In 2012, Zakia Hussein relocated to Somalia and began working as a program manager at the Heritage Institute think-tank in Mogadishu. She soon joined the Somali Police Force as the director of community policing in 2014, becoming the first female to ever be appointed as a departmental director in the force. She also served as head of policy planning and in charge of designing and overseeing the implementation of the National Intelligence & Security Agency's intelligence and institutional reform policy.

During her tenure in the police force, Hussein survived two assassination attempts and faced deep-rooted sexism and condescension in the male-dominated institution. However, she persevered and in 2018, she was promoted to Brigadier General and appointed as the Deputy Police Commissioner, becoming the first female to reach both milestones in the history of Somalia's security forces. She continued to push for institutional reform and public-police relations, using her position to bring the public and the security agencies closer together. In 2021, she established the first all-female armed special forces unit in Somalia, further demonstrating her commitment to empowering women in the country.
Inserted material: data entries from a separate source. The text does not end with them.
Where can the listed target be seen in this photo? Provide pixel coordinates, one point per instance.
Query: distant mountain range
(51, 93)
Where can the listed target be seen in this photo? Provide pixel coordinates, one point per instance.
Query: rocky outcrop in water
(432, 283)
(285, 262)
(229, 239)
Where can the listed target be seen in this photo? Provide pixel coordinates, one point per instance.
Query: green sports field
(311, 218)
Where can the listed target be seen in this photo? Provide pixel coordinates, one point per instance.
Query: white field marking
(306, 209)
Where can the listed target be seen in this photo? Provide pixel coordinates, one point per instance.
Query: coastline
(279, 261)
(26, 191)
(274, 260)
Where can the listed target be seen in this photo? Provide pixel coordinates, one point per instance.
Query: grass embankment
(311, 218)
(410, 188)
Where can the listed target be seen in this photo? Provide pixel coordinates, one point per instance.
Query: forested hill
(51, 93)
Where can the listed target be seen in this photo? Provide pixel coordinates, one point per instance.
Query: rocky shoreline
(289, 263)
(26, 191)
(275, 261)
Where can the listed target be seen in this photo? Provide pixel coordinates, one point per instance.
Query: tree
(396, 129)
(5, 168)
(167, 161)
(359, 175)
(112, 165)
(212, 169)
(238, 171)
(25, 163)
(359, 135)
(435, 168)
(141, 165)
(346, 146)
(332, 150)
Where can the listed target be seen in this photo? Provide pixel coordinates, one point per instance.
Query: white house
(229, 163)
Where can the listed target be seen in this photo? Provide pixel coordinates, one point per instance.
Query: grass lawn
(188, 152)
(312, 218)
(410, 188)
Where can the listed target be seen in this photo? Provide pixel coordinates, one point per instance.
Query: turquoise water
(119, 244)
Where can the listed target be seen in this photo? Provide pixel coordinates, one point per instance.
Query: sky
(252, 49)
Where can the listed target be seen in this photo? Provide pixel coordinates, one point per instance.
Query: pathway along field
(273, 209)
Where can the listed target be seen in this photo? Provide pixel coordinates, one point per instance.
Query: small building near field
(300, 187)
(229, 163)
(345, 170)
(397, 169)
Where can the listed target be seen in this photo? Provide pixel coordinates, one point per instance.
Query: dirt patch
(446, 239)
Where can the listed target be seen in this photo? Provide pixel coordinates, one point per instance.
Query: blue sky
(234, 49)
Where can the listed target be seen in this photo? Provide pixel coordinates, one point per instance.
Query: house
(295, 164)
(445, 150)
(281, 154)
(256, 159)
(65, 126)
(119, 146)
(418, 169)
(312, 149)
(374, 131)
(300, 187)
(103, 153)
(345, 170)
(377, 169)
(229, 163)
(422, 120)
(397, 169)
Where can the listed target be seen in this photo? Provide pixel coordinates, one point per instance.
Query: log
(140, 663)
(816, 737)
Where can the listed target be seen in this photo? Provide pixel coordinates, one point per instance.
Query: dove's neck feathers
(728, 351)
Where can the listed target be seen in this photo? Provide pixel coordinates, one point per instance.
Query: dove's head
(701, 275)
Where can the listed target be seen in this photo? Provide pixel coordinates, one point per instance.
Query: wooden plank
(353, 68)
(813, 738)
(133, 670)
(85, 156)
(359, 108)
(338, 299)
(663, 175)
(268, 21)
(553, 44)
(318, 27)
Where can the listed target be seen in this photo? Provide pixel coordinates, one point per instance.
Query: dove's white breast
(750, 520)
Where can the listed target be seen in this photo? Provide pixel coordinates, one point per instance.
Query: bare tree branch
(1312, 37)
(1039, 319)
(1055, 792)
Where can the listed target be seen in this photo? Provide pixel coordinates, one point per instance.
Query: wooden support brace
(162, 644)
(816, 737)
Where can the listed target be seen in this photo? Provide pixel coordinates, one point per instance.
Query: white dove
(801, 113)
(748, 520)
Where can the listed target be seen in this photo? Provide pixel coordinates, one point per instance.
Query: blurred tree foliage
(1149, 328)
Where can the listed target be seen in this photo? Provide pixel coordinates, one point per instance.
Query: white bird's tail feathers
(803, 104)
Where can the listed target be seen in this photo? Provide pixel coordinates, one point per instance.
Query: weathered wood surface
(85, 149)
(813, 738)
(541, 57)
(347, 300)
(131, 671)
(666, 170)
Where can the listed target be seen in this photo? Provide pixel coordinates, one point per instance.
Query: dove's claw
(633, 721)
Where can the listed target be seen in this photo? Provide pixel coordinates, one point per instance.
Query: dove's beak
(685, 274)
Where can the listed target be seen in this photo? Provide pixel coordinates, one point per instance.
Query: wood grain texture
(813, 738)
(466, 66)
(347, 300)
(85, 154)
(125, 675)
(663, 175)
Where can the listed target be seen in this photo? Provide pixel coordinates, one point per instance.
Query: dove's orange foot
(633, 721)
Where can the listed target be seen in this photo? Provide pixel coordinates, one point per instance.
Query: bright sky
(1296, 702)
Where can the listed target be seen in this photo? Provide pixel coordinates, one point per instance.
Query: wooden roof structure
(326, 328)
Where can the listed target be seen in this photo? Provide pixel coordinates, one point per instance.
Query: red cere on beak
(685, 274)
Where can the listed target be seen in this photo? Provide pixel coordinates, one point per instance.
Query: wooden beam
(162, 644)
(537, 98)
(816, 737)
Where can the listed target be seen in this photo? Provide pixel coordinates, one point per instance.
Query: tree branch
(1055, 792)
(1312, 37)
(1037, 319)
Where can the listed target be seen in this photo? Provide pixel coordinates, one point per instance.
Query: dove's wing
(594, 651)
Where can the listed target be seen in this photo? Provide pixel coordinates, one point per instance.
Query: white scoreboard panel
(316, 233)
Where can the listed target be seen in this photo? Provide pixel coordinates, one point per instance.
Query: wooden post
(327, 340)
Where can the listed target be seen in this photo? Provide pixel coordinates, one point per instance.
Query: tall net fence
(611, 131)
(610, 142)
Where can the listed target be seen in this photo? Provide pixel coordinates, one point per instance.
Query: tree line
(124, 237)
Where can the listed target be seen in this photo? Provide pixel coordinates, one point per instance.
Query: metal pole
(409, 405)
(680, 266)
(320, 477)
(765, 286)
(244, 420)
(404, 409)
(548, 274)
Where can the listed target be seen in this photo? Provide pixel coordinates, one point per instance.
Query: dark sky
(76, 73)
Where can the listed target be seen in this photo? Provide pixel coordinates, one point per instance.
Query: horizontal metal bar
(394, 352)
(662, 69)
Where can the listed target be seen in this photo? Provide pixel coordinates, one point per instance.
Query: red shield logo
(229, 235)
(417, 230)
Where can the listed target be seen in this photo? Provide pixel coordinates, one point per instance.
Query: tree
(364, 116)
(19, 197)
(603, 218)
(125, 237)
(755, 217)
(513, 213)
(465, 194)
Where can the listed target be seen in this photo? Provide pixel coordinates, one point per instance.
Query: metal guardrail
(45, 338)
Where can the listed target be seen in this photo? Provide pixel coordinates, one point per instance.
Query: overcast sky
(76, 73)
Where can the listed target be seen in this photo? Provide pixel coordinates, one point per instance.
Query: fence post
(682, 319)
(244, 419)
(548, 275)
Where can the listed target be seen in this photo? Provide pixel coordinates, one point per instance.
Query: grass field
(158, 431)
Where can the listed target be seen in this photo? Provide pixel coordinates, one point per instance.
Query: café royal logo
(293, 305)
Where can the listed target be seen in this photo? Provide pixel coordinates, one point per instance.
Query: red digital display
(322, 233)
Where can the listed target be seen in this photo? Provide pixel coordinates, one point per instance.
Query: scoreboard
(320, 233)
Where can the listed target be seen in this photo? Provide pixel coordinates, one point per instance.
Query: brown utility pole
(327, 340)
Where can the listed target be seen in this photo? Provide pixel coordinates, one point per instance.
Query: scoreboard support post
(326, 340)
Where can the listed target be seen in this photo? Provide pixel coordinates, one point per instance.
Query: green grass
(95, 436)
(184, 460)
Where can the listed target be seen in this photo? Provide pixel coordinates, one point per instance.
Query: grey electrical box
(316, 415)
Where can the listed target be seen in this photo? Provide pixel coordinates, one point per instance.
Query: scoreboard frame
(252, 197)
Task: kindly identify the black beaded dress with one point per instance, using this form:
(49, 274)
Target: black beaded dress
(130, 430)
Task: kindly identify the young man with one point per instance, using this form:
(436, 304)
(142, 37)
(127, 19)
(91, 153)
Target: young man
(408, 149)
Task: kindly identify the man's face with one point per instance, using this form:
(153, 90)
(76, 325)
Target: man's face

== Challenges and achievements ==

Zakia Hussein worked to build public trust in the police force following allegations of abuse, corruption, rape, and exploitation. She has also fought deeply rooted stereotypes against women in Somalia, becoming a role model for women in the force and the entire female population of Somalia.

Zakia Hussein Ahmed has become a trailblazer for women in Somalia's security forces, breaking down barriers and advocating for institutional reform and public-police relations. Her dedication to serving her country has inspired many and cemented her place as a role model for women across Somalia.